The very first jams were made with pectin. (Like the prodigal son it has returned. Anyone stepping in a boiling pot of jam, would indeed get burned.) Pectin was isolated and named in 1825, and was studied with extreme prejudice through the 1950’s. Most plants have pectin, but for the purposes of culinary exhibitionism, apples and citrus peels.
Originally pectins were harvested naturally as by-products, but this wasn’t convenient for the jamming industry. So they figured out a way to dry apple residue and create an extract, which laid the foundations for a long and distinguished history of industrial jam production.
Yet again, the limitation of the process of extract transport (extracts were by definition only a few percent concentrate) allowed for, or even engineered, an innovation: the pectin precipitate. Interestingly, beet and sunflower are rockin’ pectin sources, but haven’t as yet displaced the old dogs of the jam wars.

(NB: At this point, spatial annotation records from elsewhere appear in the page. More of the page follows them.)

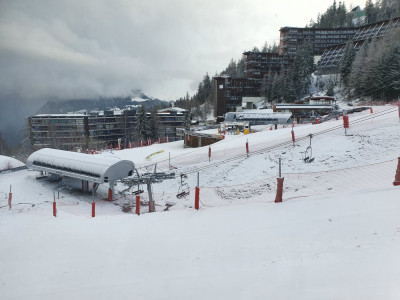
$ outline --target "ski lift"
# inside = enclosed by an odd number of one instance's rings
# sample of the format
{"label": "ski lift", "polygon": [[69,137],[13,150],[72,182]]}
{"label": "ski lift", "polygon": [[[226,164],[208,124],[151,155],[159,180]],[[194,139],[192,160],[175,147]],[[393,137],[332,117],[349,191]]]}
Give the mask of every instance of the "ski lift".
{"label": "ski lift", "polygon": [[[139,179],[140,178],[139,172],[137,169],[135,169],[135,171],[136,171],[137,178]],[[144,190],[140,188],[140,180],[138,180],[138,189],[136,191],[132,192],[132,195],[138,196],[141,193],[144,193]]]}
{"label": "ski lift", "polygon": [[301,152],[303,154],[303,161],[305,163],[312,163],[315,159],[315,157],[312,157],[312,147],[311,147],[311,139],[312,139],[312,134],[310,133],[310,146],[306,148],[306,151]]}
{"label": "ski lift", "polygon": [[132,194],[135,195],[135,196],[138,196],[141,193],[144,193],[144,190],[142,190],[139,185],[138,185],[138,189],[136,191],[132,192]]}
{"label": "ski lift", "polygon": [[190,194],[189,185],[187,184],[187,182],[185,182],[186,178],[187,178],[186,174],[181,174],[181,185],[178,189],[178,194],[176,194],[176,198],[178,199],[185,198]]}

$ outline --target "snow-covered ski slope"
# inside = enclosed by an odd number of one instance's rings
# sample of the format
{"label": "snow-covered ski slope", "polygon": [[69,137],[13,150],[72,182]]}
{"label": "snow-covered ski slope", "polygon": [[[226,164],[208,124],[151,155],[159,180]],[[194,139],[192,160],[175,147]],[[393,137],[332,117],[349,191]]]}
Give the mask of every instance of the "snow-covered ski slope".
{"label": "snow-covered ski slope", "polygon": [[176,199],[178,178],[153,186],[157,212],[141,216],[122,212],[132,195],[110,203],[103,187],[91,218],[91,195],[26,170],[0,174],[0,298],[400,299],[400,122],[395,107],[373,109],[350,115],[347,135],[341,119],[296,125],[294,146],[291,127],[228,135],[211,162],[208,147],[182,142],[101,154],[166,172],[170,155],[191,188],[199,172],[199,211],[194,192]]}

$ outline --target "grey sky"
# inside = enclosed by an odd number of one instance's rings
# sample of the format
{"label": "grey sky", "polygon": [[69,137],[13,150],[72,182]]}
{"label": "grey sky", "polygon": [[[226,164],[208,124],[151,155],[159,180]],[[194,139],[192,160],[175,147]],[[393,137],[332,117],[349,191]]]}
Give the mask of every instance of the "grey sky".
{"label": "grey sky", "polygon": [[49,99],[192,95],[206,72],[278,43],[280,27],[303,27],[332,3],[0,0],[0,132]]}
{"label": "grey sky", "polygon": [[[365,1],[353,1],[363,5]],[[333,0],[1,1],[0,88],[24,97],[193,93],[244,50]],[[347,3],[348,8],[350,3]]]}

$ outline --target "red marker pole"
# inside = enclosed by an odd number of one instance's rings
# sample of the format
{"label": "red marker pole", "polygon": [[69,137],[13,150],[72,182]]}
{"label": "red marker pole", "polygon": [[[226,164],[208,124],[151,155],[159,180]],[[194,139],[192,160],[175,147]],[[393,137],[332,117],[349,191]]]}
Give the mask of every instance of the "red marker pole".
{"label": "red marker pole", "polygon": [[197,186],[196,186],[195,195],[194,195],[194,208],[196,210],[199,210],[199,203],[200,203],[200,187],[199,187],[200,178],[199,177],[200,177],[199,172],[197,172]]}
{"label": "red marker pole", "polygon": [[92,218],[96,216],[96,202],[92,201]]}
{"label": "red marker pole", "polygon": [[292,127],[292,142],[293,142],[293,146],[294,146],[294,142],[296,141],[296,138],[294,137],[294,130]]}
{"label": "red marker pole", "polygon": [[140,215],[140,196],[136,196],[136,214],[139,216]]}
{"label": "red marker pole", "polygon": [[10,184],[10,193],[8,194],[8,209],[12,208],[12,192],[11,192],[11,184]]}

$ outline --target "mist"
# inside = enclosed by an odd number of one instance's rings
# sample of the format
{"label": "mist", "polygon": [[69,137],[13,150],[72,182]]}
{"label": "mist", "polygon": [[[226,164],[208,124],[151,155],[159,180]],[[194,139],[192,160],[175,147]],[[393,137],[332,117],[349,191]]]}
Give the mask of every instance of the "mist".
{"label": "mist", "polygon": [[278,43],[280,27],[303,27],[332,3],[0,1],[0,132],[15,143],[25,117],[48,100],[134,89],[162,100],[193,95],[207,72],[266,41]]}

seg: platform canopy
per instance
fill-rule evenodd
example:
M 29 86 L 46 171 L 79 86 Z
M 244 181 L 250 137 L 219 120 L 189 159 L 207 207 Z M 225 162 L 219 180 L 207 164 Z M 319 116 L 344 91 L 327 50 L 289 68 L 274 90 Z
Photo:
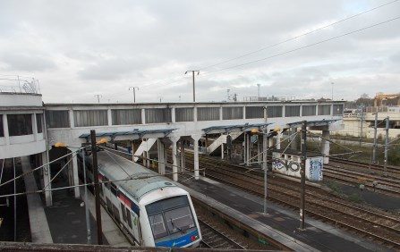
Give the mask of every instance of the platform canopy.
M 251 131 L 251 130 L 262 130 L 272 123 L 245 123 L 237 125 L 224 125 L 224 126 L 211 126 L 205 128 L 202 130 L 206 134 L 218 134 L 218 133 L 229 133 L 239 131 Z
M 109 138 L 111 140 L 135 140 L 140 139 L 157 139 L 168 136 L 176 129 L 162 129 L 162 130 L 139 130 L 128 131 L 108 131 L 96 132 L 96 138 Z M 90 139 L 90 133 L 84 133 L 79 136 L 80 139 L 85 139 L 87 141 Z
M 318 121 L 307 121 L 307 127 L 318 127 L 318 126 L 328 126 L 339 119 L 332 119 L 332 120 L 318 120 Z M 286 123 L 289 128 L 297 128 L 302 127 L 303 121 L 294 122 Z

Pectin is soluble in cold water, but has to be carefully dispersed, or like ida’s turkey curry gravy, it gets lumpy. If you are not in the presence of a high shear mixer, mix it with a little sugar. In fact, pectins disperse easier into a high sugar syrup, to which water can then be added for its dissolution.
Almost Burroughs-esque in nature, pectin is stable under acid conditions, and only loses it under less acidic conditions, or as I refer to it, the morning after. Due to the vagaries of Ester, only pectins of low degree of esterification can survive neutrality.
Pectin freshly extracted has a high degree of esterification (code name methylation), which works for quick set jams. The degree of esterification can be reduced through hydrolysis. The first reduction produces a slow set pectin that can set more slowly or at a lower temperature. Further reduction (ie, below 50% DM/degree of methylation), generates a pectin known as low methoxy, which gels with less solids, as long as you have calcium.
High methoxy pectin is a great gelling agent, provided the correct amount of sugar and acid are respected. Pastry chefs have worked on these principles for years, turning grandma’s jam into pate de fruits. Generally a ph of 3.4 to 3.8 with a minimum sugar concentration of 50-55%. You may adjust the “starchy” feel of the gel by tinkering with the nature of the sugar. For example, high concentrations of glucose tend to make a gel seem a bit pasty, as if it might do with a spot of sun in Seminyak, for example.